There are three disjoint regions from which most normal processes will want to read/write data. The first is the segments from the executable, in this case:
        0x000001000000-0x000001058000   /gpfs/vesta-fs0/projects/llvm/hfinkel/asan/./stack-oob-frames
        0x000001100000-0x000001105000   /gpfs/vesta-fs0/projects/llvm/hfinkel/asan/./stack-oob-frames
the second is the heap and stack:
        0x001c07000000-0x001c07102000   [heap0]
        ...
        0x001c07ad0000-0x002000000000   [heap_and_stack]
and the third is the shared/persistent memory region:
        0x003245000000-0x003245010000   /dev/shm/unique-comm-agent-shmem-file

obviously most programs also access other regions (like the l2atomic regions), but that happens inside inline assembly or other libraries. For address sanitizer, only those loads and stores being instrumented by the compiler matter.

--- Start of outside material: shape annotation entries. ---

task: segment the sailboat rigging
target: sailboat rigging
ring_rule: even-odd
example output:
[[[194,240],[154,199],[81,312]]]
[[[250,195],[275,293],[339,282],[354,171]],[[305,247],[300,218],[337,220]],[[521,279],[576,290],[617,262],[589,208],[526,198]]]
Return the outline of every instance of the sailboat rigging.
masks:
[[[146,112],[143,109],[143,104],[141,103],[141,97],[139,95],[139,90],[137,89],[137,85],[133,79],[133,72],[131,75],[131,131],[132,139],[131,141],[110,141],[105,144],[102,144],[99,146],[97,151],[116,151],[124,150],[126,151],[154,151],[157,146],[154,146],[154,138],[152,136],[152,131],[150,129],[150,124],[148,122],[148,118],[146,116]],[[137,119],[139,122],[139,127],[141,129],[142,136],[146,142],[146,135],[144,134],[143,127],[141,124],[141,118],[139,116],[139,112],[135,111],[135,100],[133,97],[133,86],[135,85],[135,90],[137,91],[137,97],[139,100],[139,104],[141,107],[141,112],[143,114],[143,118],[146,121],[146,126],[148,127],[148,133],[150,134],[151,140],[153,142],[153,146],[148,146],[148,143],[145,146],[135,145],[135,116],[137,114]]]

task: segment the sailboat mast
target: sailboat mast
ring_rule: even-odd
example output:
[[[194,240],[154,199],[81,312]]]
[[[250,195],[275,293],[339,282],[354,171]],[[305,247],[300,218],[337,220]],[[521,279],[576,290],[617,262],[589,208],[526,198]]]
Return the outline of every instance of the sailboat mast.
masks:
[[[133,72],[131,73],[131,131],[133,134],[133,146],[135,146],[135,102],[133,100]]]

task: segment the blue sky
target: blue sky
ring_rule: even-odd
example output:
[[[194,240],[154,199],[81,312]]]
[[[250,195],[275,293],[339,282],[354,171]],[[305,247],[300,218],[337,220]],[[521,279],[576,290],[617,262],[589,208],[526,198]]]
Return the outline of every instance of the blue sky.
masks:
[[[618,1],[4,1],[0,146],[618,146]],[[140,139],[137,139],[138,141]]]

Using the most aggressive setting that I can (which is a 32:1 ratio because we have 32-byte aligned stacks), I could not map one area large enough to cover the entire address space of interest. That would be (0x003245010000-0x000001000000)/32 ~ 200GB/32 ~ 6.3GB. Taking 6GB of space out of 16GB total just for the shadow region (which is not the only overhead) would, I think, greatly limit the usefulness of the system. Even worse, that size would not decrease when running with more processes per node. As a result, I'm currently allocating one shadow region, which is logically divided into three parts: one part of the low address space (to cover the executable image segments), one part for the stack and heap and one part for the shared/persistent memory region. The stack/heap is the largest, and so the total shadow region takes only 16GB/32 = 512MB, and that seems reasonable. When not in c1 mode, the size of the shadow region shrinks accordingly.

> 
> I am not sure how the address sanitizer works internally, but would
> it be possible to grab the shadow memory from the front, by being
> the first caller of 'brk'?

No, because it seems like the dynamic loader always grabs stuff at the beginning of the heap area. Regardless, I'm currently mapping the region in the middle of the stack/heap area. Because it seems like it needs to be in there somewhere, that seems like the most out-of-the-way place.

> 
> Is the dynamic library requirement a statement of the llvm runtime
> build (e.g., missing "libanalyzer.a" library)? Or is the analyzer
> runtime effectively an "ELF interpreter"? Or some other requirement?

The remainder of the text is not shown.